Sinopharm adalah vaksin berjenis inactivated vaccine yang disebut SARS-CoV-2 Vaccine (Vero Cell). Vaksin berjenis inactivated adalah vaksin yang menggunakan partikel virus yang dimatikan untuk mengekspos sistem kekebalan terhadap virus, tanpa mengambil risiko respons penyakit yang serius.

Airlangga mengatakan, vaksin Covid-19 buatan Sinopharm telah dinyatakan aman oleh Badan Pengawas Obat dan Makanan (BPOM) dan mendapatkan sertifikat halal dari Majelis Ulama Indonesia (MUI).

Kepala BPOM Penny K Lukito mengatakan, berdasarkan hasil dari uji klinik yang dilakukan di Uni Emirat Arab, ditemukan bahwa vaksin Sinopharm memiliki efikasi 78 persen.
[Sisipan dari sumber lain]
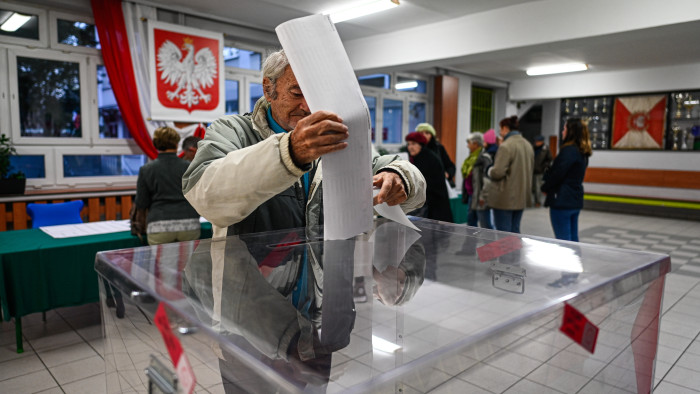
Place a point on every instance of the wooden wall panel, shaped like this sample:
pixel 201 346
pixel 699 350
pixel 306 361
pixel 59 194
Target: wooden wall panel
pixel 636 177
pixel 94 210
pixel 445 114
pixel 126 206
pixel 111 208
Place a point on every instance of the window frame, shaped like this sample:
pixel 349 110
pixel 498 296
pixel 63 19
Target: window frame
pixel 93 63
pixel 54 16
pixel 85 115
pixel 100 181
pixel 245 76
pixel 49 169
pixel 43 41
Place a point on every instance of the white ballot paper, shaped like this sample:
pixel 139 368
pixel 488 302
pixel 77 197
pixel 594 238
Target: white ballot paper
pixel 83 229
pixel 328 82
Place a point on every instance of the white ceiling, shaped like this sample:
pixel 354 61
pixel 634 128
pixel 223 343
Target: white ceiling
pixel 665 45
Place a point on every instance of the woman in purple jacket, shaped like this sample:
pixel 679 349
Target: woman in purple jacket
pixel 563 182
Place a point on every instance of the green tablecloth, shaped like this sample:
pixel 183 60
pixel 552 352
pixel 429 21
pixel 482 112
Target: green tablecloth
pixel 38 272
pixel 459 210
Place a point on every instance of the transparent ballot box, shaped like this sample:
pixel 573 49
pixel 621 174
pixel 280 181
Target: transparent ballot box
pixel 449 308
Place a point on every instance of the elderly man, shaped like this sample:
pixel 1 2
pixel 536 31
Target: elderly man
pixel 261 171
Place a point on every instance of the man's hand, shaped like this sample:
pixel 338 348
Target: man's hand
pixel 317 134
pixel 391 188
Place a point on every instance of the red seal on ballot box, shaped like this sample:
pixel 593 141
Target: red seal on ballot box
pixel 577 327
pixel 185 374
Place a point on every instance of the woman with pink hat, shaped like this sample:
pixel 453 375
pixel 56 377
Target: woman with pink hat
pixel 491 143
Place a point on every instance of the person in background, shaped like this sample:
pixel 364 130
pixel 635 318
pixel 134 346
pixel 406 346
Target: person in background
pixel 473 187
pixel 543 159
pixel 437 201
pixel 491 143
pixel 189 147
pixel 563 182
pixel 169 217
pixel 511 174
pixel 436 147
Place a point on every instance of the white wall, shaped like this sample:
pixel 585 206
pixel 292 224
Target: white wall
pixel 521 25
pixel 662 79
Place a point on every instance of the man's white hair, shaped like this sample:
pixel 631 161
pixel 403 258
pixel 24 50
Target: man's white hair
pixel 273 68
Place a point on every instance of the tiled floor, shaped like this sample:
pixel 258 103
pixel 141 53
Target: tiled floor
pixel 63 354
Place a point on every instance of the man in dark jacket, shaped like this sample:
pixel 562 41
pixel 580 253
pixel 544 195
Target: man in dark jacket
pixel 543 159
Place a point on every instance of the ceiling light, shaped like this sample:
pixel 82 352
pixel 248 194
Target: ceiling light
pixel 15 21
pixel 384 345
pixel 360 9
pixel 557 69
pixel 406 85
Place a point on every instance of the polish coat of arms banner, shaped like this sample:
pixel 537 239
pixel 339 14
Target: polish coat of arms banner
pixel 639 122
pixel 186 73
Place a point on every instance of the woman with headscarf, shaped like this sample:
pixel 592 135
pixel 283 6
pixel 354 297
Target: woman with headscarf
pixel 563 182
pixel 473 174
pixel 170 217
pixel 436 147
pixel 437 202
Sedangkan kejadian ikutan pasca-imunisasi (KIPI) yang ditimbulkan dari vaksin Sinopharm bersifat ringan, seperti bengkak, kulit kemerahan, sakit kepala, diare, nyeri otot, atau batuk.
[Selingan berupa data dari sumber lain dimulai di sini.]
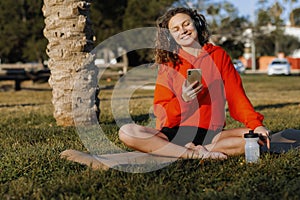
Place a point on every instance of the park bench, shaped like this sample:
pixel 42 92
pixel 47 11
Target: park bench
pixel 20 72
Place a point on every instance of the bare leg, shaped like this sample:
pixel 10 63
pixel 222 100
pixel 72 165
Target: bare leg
pixel 149 140
pixel 230 142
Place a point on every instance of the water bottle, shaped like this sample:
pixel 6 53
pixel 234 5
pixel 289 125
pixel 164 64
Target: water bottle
pixel 251 147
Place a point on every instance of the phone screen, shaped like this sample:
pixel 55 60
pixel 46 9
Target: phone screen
pixel 194 75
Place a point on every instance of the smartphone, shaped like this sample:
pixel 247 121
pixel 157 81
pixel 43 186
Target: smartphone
pixel 194 75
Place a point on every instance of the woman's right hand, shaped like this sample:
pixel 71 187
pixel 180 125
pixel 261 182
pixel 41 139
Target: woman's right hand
pixel 190 91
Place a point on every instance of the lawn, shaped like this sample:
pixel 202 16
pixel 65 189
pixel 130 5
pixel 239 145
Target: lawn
pixel 30 166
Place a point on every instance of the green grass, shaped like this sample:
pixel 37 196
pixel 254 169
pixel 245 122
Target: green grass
pixel 30 167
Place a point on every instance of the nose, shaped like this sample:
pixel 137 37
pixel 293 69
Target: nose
pixel 183 30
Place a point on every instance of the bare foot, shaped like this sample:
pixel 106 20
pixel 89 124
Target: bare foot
pixel 203 153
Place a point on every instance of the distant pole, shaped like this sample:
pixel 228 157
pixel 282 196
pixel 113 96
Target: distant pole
pixel 253 56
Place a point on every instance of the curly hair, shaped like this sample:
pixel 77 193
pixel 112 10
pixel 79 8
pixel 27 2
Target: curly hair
pixel 166 49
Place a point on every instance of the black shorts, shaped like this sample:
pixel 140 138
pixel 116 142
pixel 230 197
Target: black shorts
pixel 185 134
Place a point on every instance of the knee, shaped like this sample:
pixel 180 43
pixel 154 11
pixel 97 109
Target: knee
pixel 126 134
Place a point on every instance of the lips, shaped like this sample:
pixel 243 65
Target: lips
pixel 186 36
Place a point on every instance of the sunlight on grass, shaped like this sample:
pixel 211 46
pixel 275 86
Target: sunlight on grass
pixel 30 167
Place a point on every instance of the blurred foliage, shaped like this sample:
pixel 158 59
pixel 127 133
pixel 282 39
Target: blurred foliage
pixel 21 27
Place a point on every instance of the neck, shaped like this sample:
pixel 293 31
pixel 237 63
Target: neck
pixel 195 51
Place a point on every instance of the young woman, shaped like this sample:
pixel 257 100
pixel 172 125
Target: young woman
pixel 190 117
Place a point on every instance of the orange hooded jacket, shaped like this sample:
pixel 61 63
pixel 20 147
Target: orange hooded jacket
pixel 221 83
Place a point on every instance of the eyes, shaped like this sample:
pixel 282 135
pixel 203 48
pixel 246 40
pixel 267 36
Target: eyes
pixel 185 24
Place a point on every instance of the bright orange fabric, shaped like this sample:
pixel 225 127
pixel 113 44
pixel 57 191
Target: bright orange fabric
pixel 221 83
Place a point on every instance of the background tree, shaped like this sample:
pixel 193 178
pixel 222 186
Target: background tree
pixel 73 76
pixel 21 26
pixel 291 2
pixel 270 37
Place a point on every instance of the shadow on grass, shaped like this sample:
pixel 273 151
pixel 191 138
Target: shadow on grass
pixel 278 105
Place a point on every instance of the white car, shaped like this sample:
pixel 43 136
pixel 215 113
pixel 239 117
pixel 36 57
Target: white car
pixel 239 66
pixel 279 66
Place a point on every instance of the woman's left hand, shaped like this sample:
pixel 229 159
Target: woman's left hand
pixel 264 134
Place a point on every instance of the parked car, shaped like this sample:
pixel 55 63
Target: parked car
pixel 239 66
pixel 279 66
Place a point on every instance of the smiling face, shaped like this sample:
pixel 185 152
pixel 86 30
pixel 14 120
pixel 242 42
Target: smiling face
pixel 183 31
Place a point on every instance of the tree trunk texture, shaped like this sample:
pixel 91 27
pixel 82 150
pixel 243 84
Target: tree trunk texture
pixel 73 75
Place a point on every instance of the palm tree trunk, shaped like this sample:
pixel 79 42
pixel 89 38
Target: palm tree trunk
pixel 73 76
Melansir Reuters, WHO merekomendasikan vaksin Sinopharm diberikan kepada orang dewasa berusia 18 tahun ke atas dalam dua dosis penyuntikan. Selang waktu penyuntikan antara dosis pertama dan dosis kedua disarankan tiga hingga empat minggu.

Sementara untuk vaksin CanSino, dikembangkan perusahaan CanSino Biologics, China. Pemerintah menyiapkan 5 juta dosis vaksin Covid-19 ini untuk mencukupi kebutuhan vaksinasi gotong royong.

CanSino adalah vaksin vektor berbasis adenovirus tipe 5. Melansir CDC, vaksin vektor menggunakan versi modifikasi dari virus yang berbeda (vektor) untuk menyampaikan instruksi penting ke sel manusia. Manfaat dari vaksin vektor, seperti halnya vaksin lainnya, adalah mereka yang divaksinasi mendapatkan perlindungan dari infeksi virus corona tanpa harus terpapar Covid-19.

Melansir Bloomberg, vaksin CanSino diketahui telah menjalani uji klinis fase 3 di Pakistan. Penasihat kesehatan Pakistan Faisal Sultan mengatakan, dari hasil uji klinis fase akhir yang diikuti 30 ribu relawan, vaksin CanSino diketahui memiliki efikasi 65,7 persen dan 90,98 persen mampu mencegah timbulnya gejala Covid-19 parah.